# win xp // mikrofon stellt sich von alleine laut



## DjDee (26. Februar 2003)

hi!

ich habe seit ein paar wochen windows xp und wollte nun mal ein wenig mit gamevoice rumspielen. wenn ich mit dem audiorecorder etwas über mein mikro aufnehme ist alles wunderbar, qualität in ordnung und lautstärke auch ok. wenn ich aber jetzt irgendeine software mit dem mikro benutze, die diesen wizard zur automatischen einstellung der lautstärke benutzt, stellt sich das mikrofon von alleine auf volle lautstärke und man hört ausser einem lauten brummen und rattern garnix. wenn ich dann in meiner win-xp lautstärke-kontrolle das mikrofon wieder leiser stellen will geht der regler wie von geisterhand wieder hoch! so als ob das mikro denkt die stimmt ist zu leise! ich habe nun schon echt viele möglichkeiten ausprobiert, komme aber auf keine lösung. kann man die automatische lautstärke anpassung nicht irgendwie deaktivieren? hat vielleicht jemand das selbe problem?

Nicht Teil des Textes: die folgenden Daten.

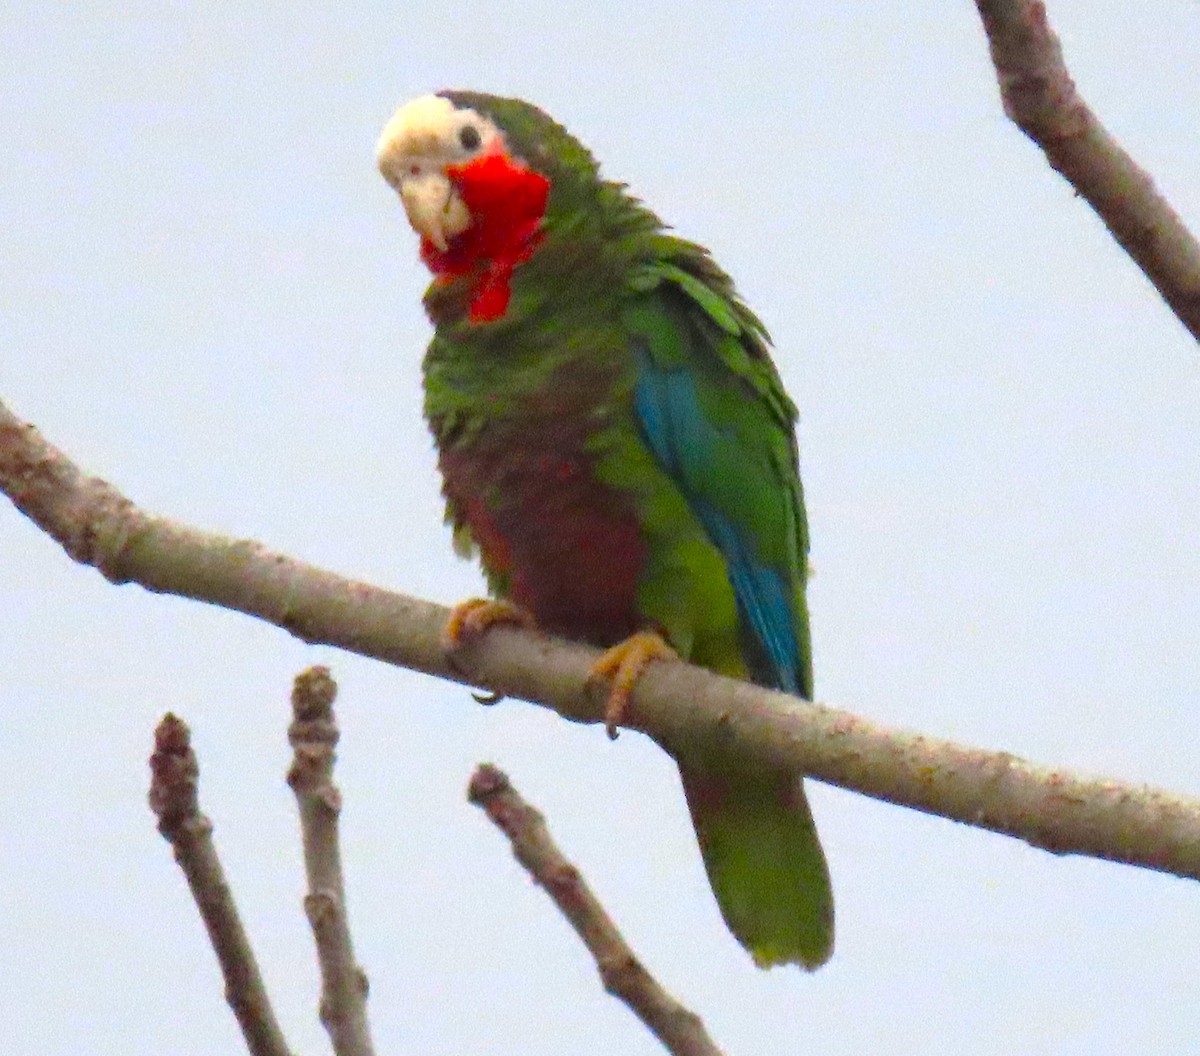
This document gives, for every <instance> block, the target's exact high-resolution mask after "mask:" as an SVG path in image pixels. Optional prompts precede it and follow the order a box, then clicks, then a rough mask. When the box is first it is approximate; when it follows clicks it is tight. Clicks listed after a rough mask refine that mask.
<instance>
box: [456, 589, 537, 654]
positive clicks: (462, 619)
mask: <svg viewBox="0 0 1200 1056" xmlns="http://www.w3.org/2000/svg"><path fill="white" fill-rule="evenodd" d="M498 623H508V624H515V625H516V626H523V628H528V629H529V630H533V628H534V625H535V624H534V619H533V614H532V613H530V612H529V611H528V610H527V608H522V607H521V606H520V605H514V604H512V602H511V601H498V600H493V599H491V598H472V599H469V600H468V601H460V602H458V604H457V605H456V606H455V607H454V608H451V610H450V618H449V619H448V620H446V625H445V626H444V628H443V629H442V648H443V649H445V650H446V652H451V650H454V649H457V648H458V647H460V646H461V644H462V643H463V642H466V641H469V640H470V638H478V637H479V636H480V635H481V634H484V631H486V630H487V629H488V628H490V626H494V625H496V624H498Z"/></svg>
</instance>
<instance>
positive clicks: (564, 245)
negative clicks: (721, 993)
mask: <svg viewBox="0 0 1200 1056" xmlns="http://www.w3.org/2000/svg"><path fill="white" fill-rule="evenodd" d="M377 163H378V167H379V170H380V173H382V175H383V178H384V179H385V180H386V181H388V184H389V185H390V186H391V188H392V190H394V191H395V192H396V193H397V194H398V197H400V199H401V204H402V206H403V210H404V214H406V216H407V218H408V222H409V224H410V226H412V228H413V229H414V232H415V233H416V234H418V235H419V236H420V240H419V241H420V248H419V254H420V259H421V262H422V263H424V264H425V265H426V266H427V269H428V270H430V272H431V274H432V281H431V284H430V287H428V289H427V290H426V293H425V296H424V307H425V311H426V314H427V316H428V318H430V320H431V323H432V324H433V337H432V340H431V342H430V344H428V348H427V350H426V354H425V359H424V362H422V377H424V390H425V418H426V421H427V424H428V426H430V430H431V432H432V434H433V440H434V446H436V449H437V457H438V468H439V472H440V476H442V481H443V496H444V499H445V517H446V522H448V524H449V526H450V527H451V530H452V538H454V544H455V550H456V552H457V553H460V554H461V556H463V557H476V558H478V559H479V562H480V564H481V566H482V571H484V576H485V580H486V583H487V588H488V592H490V594H491V598H490V599H473V600H469V601H464V602H462V604H461V605H458V606H456V607H455V608H454V610H452V614H451V616H450V619H449V623H448V624H446V630H445V635H444V641H445V642H446V646H448V648H451V647H454V646H455V644H456V643H461V642H462V641H463V640H464V638H469V637H470V636H473V635H478V634H481V632H484V631H486V629H487V628H488V626H491V625H493V624H496V623H505V622H508V623H517V624H523V625H527V626H536V628H538V629H540V630H541V631H545V632H547V634H552V635H558V636H562V637H565V638H571V640H576V641H581V642H587V643H590V644H593V646H596V647H600V648H602V649H605V650H606V652H605V653H604V654H602V655H601V659H600V660H599V661H598V662H596V665H595V667H594V668H593V676H594V677H595V678H598V679H601V680H606V682H607V683H608V684H610V688H611V694H610V696H608V701H607V707H606V722H607V726H608V731H610V736H616V727H617V726H618V725H619V724H620V722H622V721H623V719H624V718H625V712H626V708H629V707H630V697H631V692H632V689H634V686H635V685H636V682H637V679H638V678H640V677H641V676H642V673H643V672H644V670H646V667H647V665H648V664H652V662H666V661H670V660H679V659H682V660H685V661H690V662H692V664H697V665H700V666H703V667H707V668H709V670H712V671H715V672H719V673H721V674H726V676H732V677H736V678H742V679H748V680H751V682H755V683H757V684H761V685H764V686H770V688H773V689H778V690H782V691H785V692H788V694H793V695H796V696H799V697H804V698H805V700H811V698H812V661H811V643H810V631H809V613H808V605H806V600H805V584H806V578H808V551H809V530H808V522H806V515H805V509H804V496H803V491H802V486H800V479H799V469H798V458H799V456H798V448H797V440H796V422H797V409H796V406H794V404H793V402H792V401H791V398H790V397H788V396H787V394H786V392H785V390H784V386H782V383H781V380H780V377H779V373H778V372H776V368H775V366H774V364H773V361H772V358H770V352H769V349H770V338H769V335H768V332H767V330H766V328H764V325H763V323H762V322H761V320H760V319H758V317H757V316H756V314H755V313H754V312H752V311H751V310H750V308H749V307H746V305H745V304H744V302H743V301H742V299H740V298H739V295H738V293H737V292H736V289H734V286H733V282H732V280H731V278H730V277H728V275H727V274H726V272H725V271H724V270H721V268H720V266H718V264H716V263H715V262H714V259H713V258H712V256H710V254H709V252H708V251H707V250H704V248H703V247H702V246H700V245H697V244H695V242H691V241H686V240H684V239H682V238H678V236H676V235H674V234H671V233H670V229H668V228H667V226H666V224H665V223H664V222H662V221H661V220H660V218H659V217H658V215H655V214H654V212H653V211H650V210H649V209H648V208H647V206H646V205H644V204H643V203H642V202H641V200H640V199H637V198H636V197H634V196H632V194H631V193H630V192H629V190H628V187H626V185H624V184H620V182H614V181H611V180H607V179H604V178H601V175H600V169H599V164H598V162H596V161H595V160H594V157H593V155H592V154H590V151H589V150H588V149H587V148H586V146H584V145H583V144H582V143H581V142H580V140H578V139H576V138H575V137H574V136H572V134H571V133H570V132H568V131H566V130H565V128H564V127H563V126H562V125H559V124H557V122H556V121H554V120H553V119H552V118H551V116H550V115H548V114H546V113H545V112H542V110H541V109H539V108H538V107H535V106H533V104H530V103H527V102H524V101H522V100H517V98H505V97H500V96H494V95H488V94H485V92H479V91H460V90H446V91H440V92H437V94H433V95H426V96H421V97H419V98H415V100H413V101H412V102H408V103H406V104H404V106H402V107H401V108H400V109H398V110H396V112H395V114H394V115H392V116H391V119H390V120H389V121H388V122H386V125H385V127H384V130H383V132H382V134H380V137H379V140H378V145H377ZM701 740H702V742H703V743H701ZM696 742H697V743H695V744H692V743H690V742H689V743H688V744H680V745H671V746H670V748H668V750H670V751H671V752H672V754H673V755H674V758H676V761H677V762H678V764H679V773H680V778H682V785H683V792H684V797H685V799H686V804H688V808H689V811H690V814H691V820H692V824H694V828H695V832H696V838H697V841H698V844H700V850H701V856H702V858H703V863H704V869H706V872H707V875H708V878H709V883H710V886H712V889H713V893H714V895H715V899H716V904H718V907H719V910H720V912H721V916H722V917H724V919H725V922H726V924H727V926H728V929H730V931H731V932H732V934H733V936H734V937H736V938H737V940H738V941H739V942H740V943H742V946H743V947H744V948H745V949H746V950H748V952H749V953H750V955H751V956H752V959H754V961H755V964H757V965H758V966H760V967H772V966H776V965H787V964H794V965H799V966H800V967H803V968H805V970H814V968H816V967H820V966H821V965H822V964H824V962H826V961H827V960H828V959H829V955H830V954H832V950H833V934H834V926H833V925H834V919H833V918H834V913H833V894H832V887H830V880H829V869H828V865H827V863H826V856H824V852H823V850H822V847H821V842H820V840H818V838H817V833H816V828H815V824H814V820H812V814H811V811H810V808H809V803H808V798H806V796H805V790H804V784H803V774H800V773H797V772H794V770H792V769H787V768H782V769H776V768H772V767H770V766H767V764H764V763H761V762H751V761H749V760H748V758H745V757H744V756H738V755H734V754H733V752H732V751H731V750H728V749H722V748H721V746H720V744H719V743H716V744H714V743H713V742H712V739H703V738H697V739H696Z"/></svg>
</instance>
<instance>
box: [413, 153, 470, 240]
mask: <svg viewBox="0 0 1200 1056" xmlns="http://www.w3.org/2000/svg"><path fill="white" fill-rule="evenodd" d="M398 190H400V200H401V202H402V203H403V204H404V214H406V215H407V216H408V222H409V223H410V224H412V226H413V229H414V230H415V232H416V233H418V234H421V235H425V238H427V239H428V240H430V241H431V242H433V245H434V246H437V247H438V248H439V250H440V251H442V252H443V253H444V252H445V251H446V247H448V246H449V240H450V239H452V238H454V236H455V235H460V234H462V233H463V232H464V230H466V229H467V228H468V227H469V226H470V212H469V211H468V210H467V206H466V205H464V204H463V200H462V198H460V197H458V192H457V191H455V188H454V185H452V184H451V182H450V180H449V178H448V176H446V175H445V173H439V172H436V170H434V172H421V173H408V174H406V175H403V176H401V180H400V188H398Z"/></svg>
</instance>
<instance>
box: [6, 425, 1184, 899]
mask: <svg viewBox="0 0 1200 1056" xmlns="http://www.w3.org/2000/svg"><path fill="white" fill-rule="evenodd" d="M0 490H2V491H5V492H7V493H8V494H10V496H11V497H12V498H13V500H14V502H16V503H17V505H18V508H20V509H22V510H23V511H24V512H25V514H26V515H28V516H30V517H31V518H32V520H34V521H35V522H36V523H38V524H40V526H41V527H42V528H43V529H44V530H46V532H48V533H49V534H50V535H52V536H54V538H55V539H58V540H59V541H60V542H61V544H62V545H64V547H66V550H67V552H68V553H70V554H71V556H72V557H74V558H76V560H80V562H84V563H86V564H91V565H94V566H96V568H97V569H100V570H101V571H102V572H103V574H104V575H106V576H108V577H109V578H110V580H113V581H114V582H127V581H133V582H137V583H140V584H142V586H143V587H145V588H146V589H149V590H155V592H161V593H168V594H178V595H180V596H185V598H194V599H198V600H202V601H209V602H212V604H215V605H221V606H223V607H226V608H233V610H236V611H239V612H245V613H248V614H251V616H257V617H259V618H262V619H265V620H268V622H270V623H274V624H277V625H278V626H281V628H284V629H286V630H288V631H290V632H292V634H294V635H296V636H298V637H300V638H302V640H304V641H307V642H323V643H326V644H331V646H337V647H340V648H343V649H348V650H350V652H353V653H359V654H360V655H364V656H373V658H376V659H378V660H384V661H386V662H389V664H396V665H400V666H403V667H410V668H414V670H416V671H424V672H426V673H427V674H436V676H439V677H442V678H449V679H454V680H456V682H463V683H467V684H472V685H479V686H485V688H486V689H490V690H493V691H494V692H499V694H503V695H504V696H508V697H518V698H522V700H527V701H533V702H535V703H540V704H544V706H545V707H548V708H552V709H553V710H556V712H557V713H558V714H560V715H563V716H564V718H566V719H571V720H574V721H577V722H600V721H602V719H604V698H602V694H598V695H593V694H592V692H589V690H588V678H587V677H588V671H589V668H590V665H592V664H593V662H594V661H595V660H596V658H598V656H599V652H598V650H596V649H592V648H588V647H586V646H580V644H574V643H569V642H562V641H557V640H551V638H547V637H544V636H541V635H538V634H534V632H530V631H522V630H510V629H506V628H498V629H496V630H492V631H488V634H487V635H486V636H484V638H482V640H481V641H479V642H478V643H474V644H472V646H470V647H469V648H468V649H466V650H463V652H462V653H460V654H456V655H455V658H454V660H451V659H450V658H448V656H446V655H445V654H444V653H443V650H442V647H440V644H439V636H440V631H442V628H443V626H444V625H445V620H446V617H448V616H449V612H448V610H445V608H443V607H440V606H437V605H431V604H428V602H426V601H419V600H416V599H414V598H406V596H403V595H401V594H391V593H389V592H386V590H380V589H379V588H377V587H370V586H367V584H365V583H358V582H353V581H350V580H344V578H342V577H341V576H336V575H334V574H332V572H328V571H323V570H320V569H316V568H312V566H311V565H305V564H301V563H299V562H296V560H293V559H292V558H288V557H284V556H283V554H281V553H275V552H272V551H269V550H266V548H265V547H264V546H262V545H260V544H257V542H250V541H245V540H242V541H235V540H230V539H226V538H223V536H220V535H211V534H208V533H204V532H200V530H198V529H196V528H188V527H185V526H182V524H176V523H174V522H172V521H167V520H163V518H160V517H151V516H149V515H146V514H144V512H142V511H140V510H138V509H137V508H134V506H133V505H132V504H131V503H130V502H128V500H127V499H125V498H124V497H122V496H120V494H119V493H118V492H116V491H115V490H114V488H113V487H112V486H110V485H108V484H104V482H103V481H100V480H95V479H92V478H85V476H83V475H82V474H80V473H79V470H78V469H77V468H76V467H74V466H73V464H72V463H71V462H70V461H68V460H67V458H66V456H65V455H62V454H61V452H60V451H58V450H55V449H54V448H52V446H50V445H49V444H48V443H46V440H44V439H43V438H42V437H41V434H40V433H38V432H37V431H36V430H35V428H34V427H32V426H28V425H25V424H23V422H20V421H19V420H18V419H16V418H14V416H13V415H12V414H11V413H10V412H8V410H7V409H6V408H5V407H4V404H0ZM626 725H628V726H630V727H632V728H636V730H641V731H642V732H644V733H648V734H649V736H650V737H653V738H654V739H655V740H658V742H659V743H660V744H662V745H664V746H665V748H667V750H671V749H672V746H676V745H686V744H690V745H695V746H701V745H703V744H704V743H706V742H707V743H708V745H709V746H712V745H714V744H719V745H721V746H722V748H727V749H728V750H733V751H739V752H743V754H745V755H746V756H748V757H751V758H758V760H762V761H764V762H767V763H769V764H770V766H773V767H779V768H787V767H792V768H796V769H797V770H803V772H804V773H806V774H810V775H812V776H815V778H818V779H821V780H823V781H829V782H830V784H834V785H841V786H842V787H846V788H852V790H854V791H857V792H862V793H864V794H866V796H874V797H876V798H878V799H886V800H888V802H892V803H898V804H901V805H904V806H911V808H914V809H917V810H923V811H928V812H929V814H937V815H942V816H943V817H949V818H953V820H955V821H961V822H965V823H967V824H972V826H977V827H979V828H985V829H991V830H992V832H997V833H1006V834H1008V835H1012V836H1016V838H1019V839H1022V840H1025V841H1027V842H1030V844H1032V845H1034V846H1039V847H1045V848H1046V850H1049V851H1054V852H1056V853H1062V854H1091V856H1093V857H1097V858H1108V859H1110V860H1114V862H1126V863H1129V864H1132V865H1141V866H1145V868H1148V869H1157V870H1162V871H1164V872H1174V874H1176V875H1178V876H1187V877H1192V878H1196V880H1200V803H1198V802H1196V800H1195V799H1190V798H1187V797H1183V796H1176V794H1172V793H1169V792H1163V791H1159V790H1156V788H1150V787H1146V786H1134V785H1124V784H1121V782H1117V781H1109V780H1102V779H1092V778H1082V776H1078V775H1075V774H1070V773H1067V772H1063V770H1055V769H1046V768H1039V767H1034V766H1033V764H1031V763H1027V762H1024V761H1022V760H1019V758H1016V757H1015V756H1012V755H1008V754H1006V752H989V751H982V750H979V749H972V748H962V746H960V745H956V744H953V743H950V742H946V740H938V739H935V738H931V737H922V736H917V734H912V733H904V732H899V731H892V730H886V728H883V727H881V726H876V725H874V724H871V722H869V721H866V720H864V719H859V718H857V716H854V715H851V714H848V713H847V712H840V710H836V709H833V708H827V707H822V706H820V704H810V703H808V702H806V701H802V700H799V698H798V697H792V696H787V695H786V694H781V692H775V691H773V690H767V689H762V688H760V686H754V685H749V684H746V683H742V682H737V680H734V679H730V678H721V677H720V676H716V674H712V673H710V672H707V671H703V670H701V668H698V667H691V666H689V665H685V664H656V665H654V666H653V667H652V668H650V670H649V672H648V673H647V674H646V677H644V678H643V679H642V680H641V682H640V683H638V684H637V689H636V691H635V695H634V706H632V708H631V709H630V713H629V715H628V718H626Z"/></svg>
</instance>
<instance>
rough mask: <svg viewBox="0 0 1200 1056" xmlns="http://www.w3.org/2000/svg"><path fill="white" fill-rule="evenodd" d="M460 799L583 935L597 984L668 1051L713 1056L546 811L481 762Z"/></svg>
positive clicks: (503, 774)
mask: <svg viewBox="0 0 1200 1056" xmlns="http://www.w3.org/2000/svg"><path fill="white" fill-rule="evenodd" d="M467 798H468V799H469V800H470V802H472V803H474V804H475V805H476V806H480V808H482V809H484V811H485V812H486V814H487V816H488V817H490V818H491V820H492V822H493V823H494V824H496V827H497V828H498V829H500V832H503V833H504V835H506V836H508V838H509V841H510V842H511V844H512V853H514V856H515V857H516V859H517V862H520V863H521V864H522V865H523V866H524V869H526V871H527V872H528V874H529V875H530V876H532V877H533V878H534V881H536V883H538V884H539V886H541V888H542V889H545V892H546V894H548V895H550V896H551V899H553V901H554V905H556V906H558V908H559V911H560V912H562V914H563V916H564V917H566V919H568V922H570V925H571V928H574V929H575V934H576V935H578V936H580V938H582V940H583V944H584V946H586V947H587V948H588V952H589V953H590V954H592V956H593V958H595V962H596V968H599V971H600V979H601V980H602V982H604V989H605V990H607V991H608V992H610V994H611V995H612V996H613V997H617V998H619V1000H620V1001H623V1002H625V1004H626V1006H629V1009H630V1010H631V1012H632V1013H634V1015H636V1016H637V1018H638V1019H640V1020H641V1021H642V1022H643V1024H646V1026H647V1027H648V1028H649V1030H650V1032H652V1033H653V1034H654V1036H655V1037H656V1038H658V1039H659V1040H660V1042H661V1043H662V1044H664V1046H665V1048H666V1050H667V1051H668V1052H673V1054H674V1056H721V1050H720V1049H718V1048H716V1045H714V1044H713V1039H712V1038H709V1037H708V1032H707V1031H706V1030H704V1025H703V1022H701V1019H700V1016H698V1015H696V1013H694V1012H691V1010H690V1009H688V1008H684V1007H683V1006H682V1004H680V1003H679V1002H678V1001H676V1000H674V998H673V997H672V996H671V995H670V994H667V991H666V990H664V989H662V988H661V986H660V985H659V983H658V980H656V979H655V978H654V977H653V976H652V974H650V973H649V972H648V971H647V970H646V967H644V966H643V965H642V962H641V961H640V960H638V959H637V956H636V955H635V954H634V952H632V950H631V949H630V948H629V944H628V943H626V942H625V940H624V937H623V936H622V934H620V931H618V930H617V925H616V924H613V922H612V918H611V917H610V916H608V914H607V913H606V912H605V908H604V906H601V905H600V901H599V899H596V896H595V895H594V894H593V893H592V889H590V888H589V887H588V886H587V883H586V882H584V880H583V877H582V876H580V871H578V869H576V868H575V866H574V865H571V863H570V862H568V860H566V858H565V857H563V852H562V851H559V850H558V845H557V844H554V841H553V839H552V838H551V835H550V830H548V829H547V828H546V818H545V817H542V816H541V814H540V812H539V811H538V810H535V809H534V808H532V806H530V805H529V804H528V803H526V802H524V799H522V798H521V796H520V794H518V793H517V791H516V788H514V787H512V785H511V784H509V779H508V775H506V774H504V772H503V770H499V769H497V768H496V767H493V766H488V764H487V763H485V764H482V766H481V767H479V768H478V769H476V770H475V773H474V774H473V775H472V779H470V785H469V786H468V788H467Z"/></svg>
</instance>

ich freue mich auf eure antworten,

dee


----------



## DjDee (13. März 2003)

na, das weiss keiner? kann doch nicht sein....


zu hülf!


----------



## Neurodeamon (13. März 2003)

Nich wirklich, hab des Gamevoice seit's des gibt.
Bei mir passiert da nix unaufgefordert.

Kann es sein das Du da extra Software verwendest oder gibt es bei der Soundkarte so eine TSR-Anwendung?

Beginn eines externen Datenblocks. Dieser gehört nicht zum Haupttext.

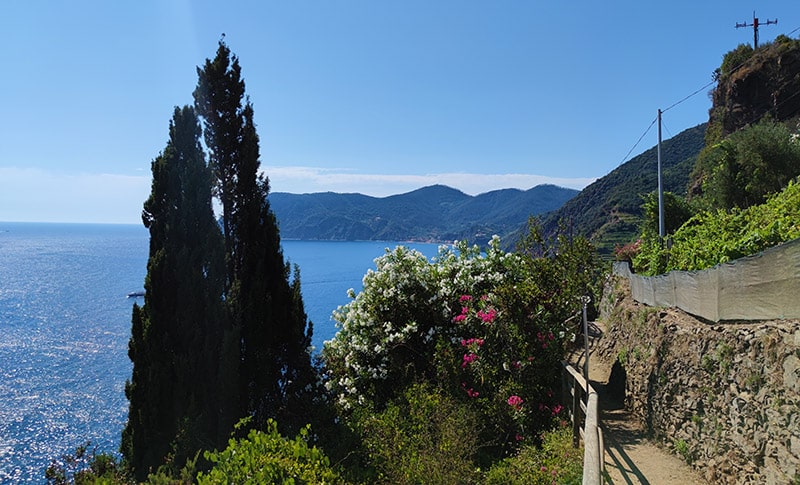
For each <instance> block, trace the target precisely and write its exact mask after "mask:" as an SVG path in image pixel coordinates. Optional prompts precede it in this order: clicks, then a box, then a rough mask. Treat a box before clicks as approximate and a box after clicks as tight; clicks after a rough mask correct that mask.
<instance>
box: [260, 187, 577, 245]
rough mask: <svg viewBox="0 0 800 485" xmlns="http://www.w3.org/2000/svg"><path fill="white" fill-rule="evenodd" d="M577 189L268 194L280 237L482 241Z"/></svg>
mask: <svg viewBox="0 0 800 485" xmlns="http://www.w3.org/2000/svg"><path fill="white" fill-rule="evenodd" d="M577 194H578V191H577V190H574V189H567V188H563V187H557V186H555V185H539V186H536V187H533V188H531V189H529V190H519V189H502V190H495V191H491V192H486V193H484V194H480V195H476V196H471V195H467V194H465V193H463V192H461V191H459V190H456V189H453V188H451V187H447V186H444V185H432V186H429V187H423V188H421V189H418V190H414V191H412V192H408V193H405V194H399V195H392V196H389V197H370V196H367V195H362V194H339V193H333V192H324V193H314V194H289V193H285V192H275V193H272V194H270V196H269V202H270V205H271V207H272V210H273V212H274V213H275V216H276V218H277V220H278V223H279V225H280V232H281V237H282V238H284V239H304V240H338V241H358V240H385V241H429V242H452V241H454V240H462V239H468V240H469V241H471V242H474V243H478V244H481V243H485V242H486V241H487V240H488V239H489V238H491V236H492V235H494V234H498V235H501V236H503V235H505V234H508V233H511V232H514V231H516V230H517V229H518V228H519V227H520V224H523V223H524V222H525V221H527V219H528V217H529V216H531V215H542V214H545V213H547V212H550V211H554V210H556V209H558V208H559V207H561V206H562V205H564V203H565V202H566V201H568V200H569V199H571V198H573V197H575V196H576V195H577Z"/></svg>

Ich hatte Gamvevoice mit der Soundblaster Live, jetzt mit der Audigy 2 Platinum und mir ist sowas nie aufgefallen.

Jetzt mal von Programmen wie Roger Wilco & Co abgesehen.


----------



## zial (30. Oktober 2013)

ich bin auf Deine Anfrage gestoßen, weil ich dasselbe Problem habe: kennst Du inzwischen viielleicht eine Lösung?
(Das Problem hat ja erst mal cnits damit zu tun, welche Software man nutzt, weil es ja auftaucht, unabhängig von jeder Software, wenn man in den Systemeinstellungen (> Sounds udn Audiogeräte; Stimme; Hardware testen) den Test duchführt.


----------



## Zvoni (31. Oktober 2013)

Klingt für mich, als ob da ein Dienst im Hintergrund läuft, in dessen eigenen Einstellungen der erwartete Pegel zu hoch ist.

*schulterzuck*

Keine Ahnung. Wäre zumindest mein Ansatz für die Suche


----------



## zial (31. Oktober 2013)

der praktische Vorschlag wäre also, einen Dienst nach dem anderen abschalten und zwischendurch immer den Test wiederholen?
- als Abkürzung würde sich dann doch anbieten, den Rechenr mal im geschützten Modus hochzufahren und den test zu machen?


----------



## Zvoni (31. Oktober 2013)

Im geschützten modus bin ich mir nicht sicher, ob die treiber für den sound geladen werden.
Gib mal in der "ausführen"-eingabezeile "services.msc" ein schau dir mal alle verfügbaren dienste und deren beschreibungen an, und halt ausschau, obs da was verdächtiges in richtung soundsteuerung gibt


----------